Closed diegozea closed 6 years ago
Somewhat indirectly, right now.
i = ROCAnalysis.binsearch(-0.1, -r.pfa) ## find threshold where FAR = 0.1
traditionalAUC = 1 + dot(r.pmiss[i:end-1] + r.pmiss[i+1:end], diff(r.pfa[i:end])) / 2
This is the "traditional AUC" sense where AUC → 1
means good discrimination. I personally prefer to work with a sense where auc → 0
means good discrimination. The latter sense is consistent with the rest of the package, where the ROC is drawn with "miss rate" instead of "hit rate" on the vertical axis. In the package, all metrics are "error rate" like, and lower numbers indicate better performance.
Do you work with this kind of AUC a lot? What would be a good interface? something like:
AUC(r::roc, pfa=0.1) ## integrate over false positive rate 0--0.1
AUC(r::roc, pmiss=0.4) ## integrate over false negative rate. 0--0.4
That would be awesome to have! My group use a lot the classical AUC 0-0.1 and It's common to see this measure in bioinformatic publications.

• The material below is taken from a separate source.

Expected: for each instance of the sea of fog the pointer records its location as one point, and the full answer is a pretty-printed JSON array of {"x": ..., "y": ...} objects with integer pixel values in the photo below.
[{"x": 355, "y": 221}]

Would be AUC(r::roc, pfa=0.1)
the classical AUC0.1 (where AUC -> 1
means good discrimination)?
Thanks!
Yes, that would be my proposal. I can't find any references of the definition of AUC0.1, but I assume it is the integral under the classic ROC for 0 < false positive rate < 0.1.
Yes, AUC0.1
(or AUC 0-0.1
) are notations for the integral under the classic ROC for 0
< FPR < 0.1
.
Hi @diegozea ,
Can you tell me what the ROC0.1 of an ideal discriminator is, is that 0.1
or 1.0
? Or maybe even 0.9
?
Sure, an ideal discriminator will have an AUC 0.1 of 0.1 * 1 == 0.1
. However, R's pROC
standardize the partial AUC to be 1.0 for an ideal discriminator:
If a pAUC is defined, it can be standardized (corrected). This correction is controled by the partial.auc.correct argument. If partial.auc.correct=TRUE, the correction by McClish will be applied: ( 1 + ( (auc−min) / (max−min) ) ) / 2 where auc is the uncorrected pAUC computed in the region defined by partial.auc, min is the value of the non-discriminant AUC (with an AUC of 0.5 or 50 in the region and max is the maximum possible AUC in the region. With this correction, the AUC will be 0.5 if non discriminant and 1.0 if maximal, whatever the region defined. Note that this correction is undefined for curves below the diagonal (auc < min). Attempting to correct such an AUC will return NA with a warning.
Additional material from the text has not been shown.